Package 'GCPtools'

Title: Tools for working with gcloud and gsutil
Description: Lower-level functionality to interface with Google Cloud Platform tools. 'gcloud' and 'gsutil' are both supported. The functionality provided centers around utilities for the AnVIL platform.
Authors: Marcel Ramos [aut, cre] (ORCID: <https://orcid.org/0000-0002-3242-0582>), Nitesh Turaga [aut], Martin Morgan [aut] (ORCID: <https://orcid.org/0000-0002-5874-8148>)
Maintainer: Marcel Ramos <[email protected]>
License: Artistic-2.0
Version: 1.3.2
Built: 2026-05-22 22:09:40 UTC
Source: https://github.com/bioc/GCPtools

Help Index


gcloud command line utility interface

Description

These functions invoke the gcloud command line utility. See gsutil for details on how gcloud is located.

gcloud_exists() tests whether the gcloud() command can be found on this system. After finding the binary location, it runs ⁠gcloud version⁠ to identify potentially misconfigured installations. See 'Details' section of gsutil for where the application is searched.

gcloud_account(): report the current gcloud account via ⁠gcloud config get-value account⁠.

gcloud_project(): report the current gcloud project via ⁠gcloud config get-value project⁠.

gcloud_help(): queries gcloud for help for a command or sub-comand via ⁠gcloud help ...⁠.

gcloud_cmd() allows arbitrary gcloud command execution via ⁠gcloud ...⁠. Use pre-defined functions in preference to this.

gcloud_storage() allows arbitrary ⁠gcloud storage⁠ command execution via ⁠gcloud storage ...⁠. Typically used for bucket management commands such as rm and cp.

gcloud_storage_buckets() provides an interface to the ⁠gcloud storage buckets⁠ command.
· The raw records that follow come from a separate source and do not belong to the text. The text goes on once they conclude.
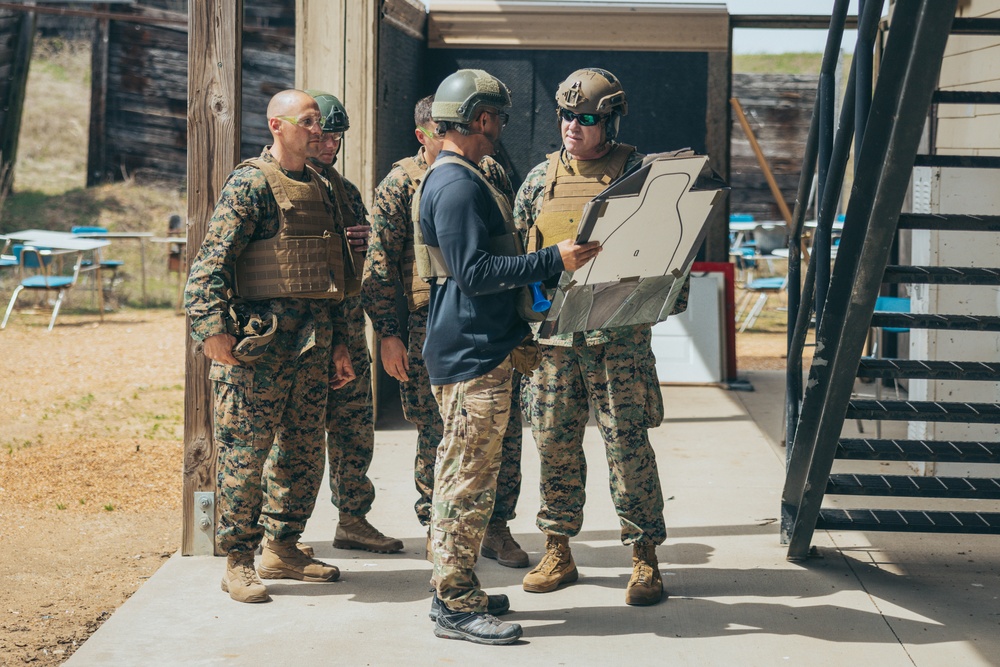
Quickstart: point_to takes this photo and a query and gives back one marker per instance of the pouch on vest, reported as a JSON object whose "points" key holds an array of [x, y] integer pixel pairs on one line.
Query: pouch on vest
{"points": [[292, 266]]}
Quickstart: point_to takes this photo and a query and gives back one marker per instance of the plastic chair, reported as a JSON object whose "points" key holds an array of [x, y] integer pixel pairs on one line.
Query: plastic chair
{"points": [[33, 270], [763, 287], [885, 304], [111, 265]]}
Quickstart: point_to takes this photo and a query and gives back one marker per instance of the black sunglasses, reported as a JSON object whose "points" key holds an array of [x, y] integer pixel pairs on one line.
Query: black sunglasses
{"points": [[585, 119]]}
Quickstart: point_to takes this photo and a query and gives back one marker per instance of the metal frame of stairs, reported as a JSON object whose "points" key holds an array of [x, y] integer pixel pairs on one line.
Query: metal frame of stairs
{"points": [[901, 103]]}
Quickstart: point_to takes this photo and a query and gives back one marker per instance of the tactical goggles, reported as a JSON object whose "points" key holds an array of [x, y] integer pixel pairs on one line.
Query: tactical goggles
{"points": [[306, 122], [585, 119]]}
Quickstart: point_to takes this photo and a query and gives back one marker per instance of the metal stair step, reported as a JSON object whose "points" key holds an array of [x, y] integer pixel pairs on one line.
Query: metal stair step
{"points": [[958, 223], [913, 369], [910, 521], [975, 26], [913, 487], [958, 161], [943, 451], [971, 413], [966, 97], [942, 275], [937, 321]]}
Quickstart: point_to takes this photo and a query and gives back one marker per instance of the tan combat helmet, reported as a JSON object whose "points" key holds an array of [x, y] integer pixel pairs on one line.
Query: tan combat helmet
{"points": [[594, 91], [461, 93]]}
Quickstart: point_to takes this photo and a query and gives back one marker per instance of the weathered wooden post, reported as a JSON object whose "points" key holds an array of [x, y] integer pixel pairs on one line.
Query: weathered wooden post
{"points": [[18, 49], [215, 39]]}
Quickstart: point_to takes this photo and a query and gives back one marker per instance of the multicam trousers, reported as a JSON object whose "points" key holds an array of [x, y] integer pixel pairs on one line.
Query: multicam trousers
{"points": [[351, 428], [475, 416], [420, 409], [269, 434], [617, 379]]}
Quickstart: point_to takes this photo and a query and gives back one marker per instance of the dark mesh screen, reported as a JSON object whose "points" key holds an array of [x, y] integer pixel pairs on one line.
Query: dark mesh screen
{"points": [[652, 81]]}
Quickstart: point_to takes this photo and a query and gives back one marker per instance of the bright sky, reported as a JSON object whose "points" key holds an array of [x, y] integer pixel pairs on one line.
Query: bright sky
{"points": [[768, 41]]}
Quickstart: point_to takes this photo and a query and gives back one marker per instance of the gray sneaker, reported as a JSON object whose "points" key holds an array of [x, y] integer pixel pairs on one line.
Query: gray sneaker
{"points": [[478, 628], [497, 605]]}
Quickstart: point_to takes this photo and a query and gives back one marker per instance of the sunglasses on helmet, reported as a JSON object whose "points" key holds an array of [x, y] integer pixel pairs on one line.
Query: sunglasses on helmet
{"points": [[585, 119]]}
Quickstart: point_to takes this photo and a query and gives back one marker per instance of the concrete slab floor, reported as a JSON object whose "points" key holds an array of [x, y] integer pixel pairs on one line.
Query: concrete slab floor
{"points": [[733, 598]]}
This command can be used to create a new bucket via ⁠gcloud storage buckets create ...⁠.

Usage

gcloud_exists()

gcloud_account(account = NULL)

gcloud_project(project = NULL)

gcloud_help(...)

gcloud_cmd(cmd, ...)

gcloud_storage(cmd, ...)

gcloud_storage_buckets(bucket_cmd = "create", bucket, ...)

Arguments

account

character(1) Google account (e.g., [email protected]) to use for authentication.

project

character(1) billing project name.

...

Additional arguments appended to gcloud commands.

cmd

character(1) representing a command used to evaluate ⁠gcloud cmd ...⁠.

bucket_cmd

character(1) representing a buckets command typically used to create a new bucket. It can also be used to add-iam-policy-binding or remove-iam-policy-binding to a bucket.

bucket

character(1) representing a unique bucket name to be created or modified.

Value

gcloud_exists() returns TRUE when the gcloud application can be found, FALSE otherwise.
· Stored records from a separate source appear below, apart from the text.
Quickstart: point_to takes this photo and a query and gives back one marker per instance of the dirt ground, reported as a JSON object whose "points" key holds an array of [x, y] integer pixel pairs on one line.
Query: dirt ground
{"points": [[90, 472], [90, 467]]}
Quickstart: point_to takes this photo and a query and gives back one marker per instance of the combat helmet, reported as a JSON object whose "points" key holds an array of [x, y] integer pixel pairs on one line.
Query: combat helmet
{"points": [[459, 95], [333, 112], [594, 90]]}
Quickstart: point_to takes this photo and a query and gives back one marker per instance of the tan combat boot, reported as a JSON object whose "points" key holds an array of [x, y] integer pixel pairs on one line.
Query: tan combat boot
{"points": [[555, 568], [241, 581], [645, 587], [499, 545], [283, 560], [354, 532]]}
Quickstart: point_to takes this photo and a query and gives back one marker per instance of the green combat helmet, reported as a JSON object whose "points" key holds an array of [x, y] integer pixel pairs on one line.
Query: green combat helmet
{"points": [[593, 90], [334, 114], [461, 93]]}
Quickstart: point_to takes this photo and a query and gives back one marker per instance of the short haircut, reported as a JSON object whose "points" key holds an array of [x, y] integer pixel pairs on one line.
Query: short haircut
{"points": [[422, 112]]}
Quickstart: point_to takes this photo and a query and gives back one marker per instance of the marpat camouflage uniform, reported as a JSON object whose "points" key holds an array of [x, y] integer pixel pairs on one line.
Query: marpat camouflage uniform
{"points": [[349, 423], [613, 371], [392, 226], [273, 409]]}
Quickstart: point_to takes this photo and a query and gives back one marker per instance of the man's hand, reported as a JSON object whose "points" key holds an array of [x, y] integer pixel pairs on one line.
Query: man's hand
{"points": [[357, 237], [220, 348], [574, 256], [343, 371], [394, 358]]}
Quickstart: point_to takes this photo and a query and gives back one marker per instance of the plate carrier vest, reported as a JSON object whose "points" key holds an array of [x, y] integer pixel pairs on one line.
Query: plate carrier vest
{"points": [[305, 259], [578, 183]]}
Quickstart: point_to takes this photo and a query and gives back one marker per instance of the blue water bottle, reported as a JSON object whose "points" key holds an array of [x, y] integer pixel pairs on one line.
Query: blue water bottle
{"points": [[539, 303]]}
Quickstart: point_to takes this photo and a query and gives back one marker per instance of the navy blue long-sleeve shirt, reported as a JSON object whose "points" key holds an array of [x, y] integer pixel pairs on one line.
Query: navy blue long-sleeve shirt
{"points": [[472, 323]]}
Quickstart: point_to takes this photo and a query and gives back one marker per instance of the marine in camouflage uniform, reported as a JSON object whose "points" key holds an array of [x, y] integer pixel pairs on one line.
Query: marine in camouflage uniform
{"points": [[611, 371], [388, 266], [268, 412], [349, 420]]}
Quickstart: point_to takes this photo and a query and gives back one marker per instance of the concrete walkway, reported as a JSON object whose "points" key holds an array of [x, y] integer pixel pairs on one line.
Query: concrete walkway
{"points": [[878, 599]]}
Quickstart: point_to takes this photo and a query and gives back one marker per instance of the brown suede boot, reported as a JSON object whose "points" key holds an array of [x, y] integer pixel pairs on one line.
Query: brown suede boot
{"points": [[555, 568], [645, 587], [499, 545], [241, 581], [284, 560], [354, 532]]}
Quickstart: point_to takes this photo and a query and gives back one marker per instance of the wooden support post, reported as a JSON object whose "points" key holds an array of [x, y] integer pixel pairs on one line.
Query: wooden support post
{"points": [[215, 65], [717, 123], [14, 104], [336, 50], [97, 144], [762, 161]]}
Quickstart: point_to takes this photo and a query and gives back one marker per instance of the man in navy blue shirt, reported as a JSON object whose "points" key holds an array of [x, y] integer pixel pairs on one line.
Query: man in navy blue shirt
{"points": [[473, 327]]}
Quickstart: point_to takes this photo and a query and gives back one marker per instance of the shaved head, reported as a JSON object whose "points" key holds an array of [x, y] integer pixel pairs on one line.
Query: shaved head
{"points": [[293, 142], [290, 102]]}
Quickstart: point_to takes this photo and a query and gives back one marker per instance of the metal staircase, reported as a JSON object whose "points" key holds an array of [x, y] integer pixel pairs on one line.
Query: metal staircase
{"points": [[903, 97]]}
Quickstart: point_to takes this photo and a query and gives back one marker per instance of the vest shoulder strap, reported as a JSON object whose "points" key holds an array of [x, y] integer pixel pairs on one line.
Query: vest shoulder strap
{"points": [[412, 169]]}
gcloud_account() returns a character(1) vector containing the active gcloud account, typically a gmail email address.

gcloud_project() returns a character(1) vector containing the active gcloud project.

gcloud_help() returns an unquoted character() vector representing the text of the help manual page returned by ⁠gcloud help ...⁠.

gcloud_cmd() returns a character() vector representing the text of the output of ⁠gcloud cmd ...⁠

Examples

gcloud_exists()

gcloud_account()

Obtain an access token for a service account

Description

gcloud_access_token() generates a token for the given service account. The token is cached for the duration of its validity. The token is refreshed when it expires. The token is obtained using the gcloud command line utility for the given gcloud_account(). The function is mainly used internally by API service functions, e.g., AnVIL::Terra()

Usage

gcloud_access_token(service)

Arguments

service

character(1) The name of the service, e.g. "terra" for which to obtain an access token for.

Value

gcloud_access_token() returns a simple token string to be used with the given service.

Examples

gcloud_access_token("rawls") |> invisible()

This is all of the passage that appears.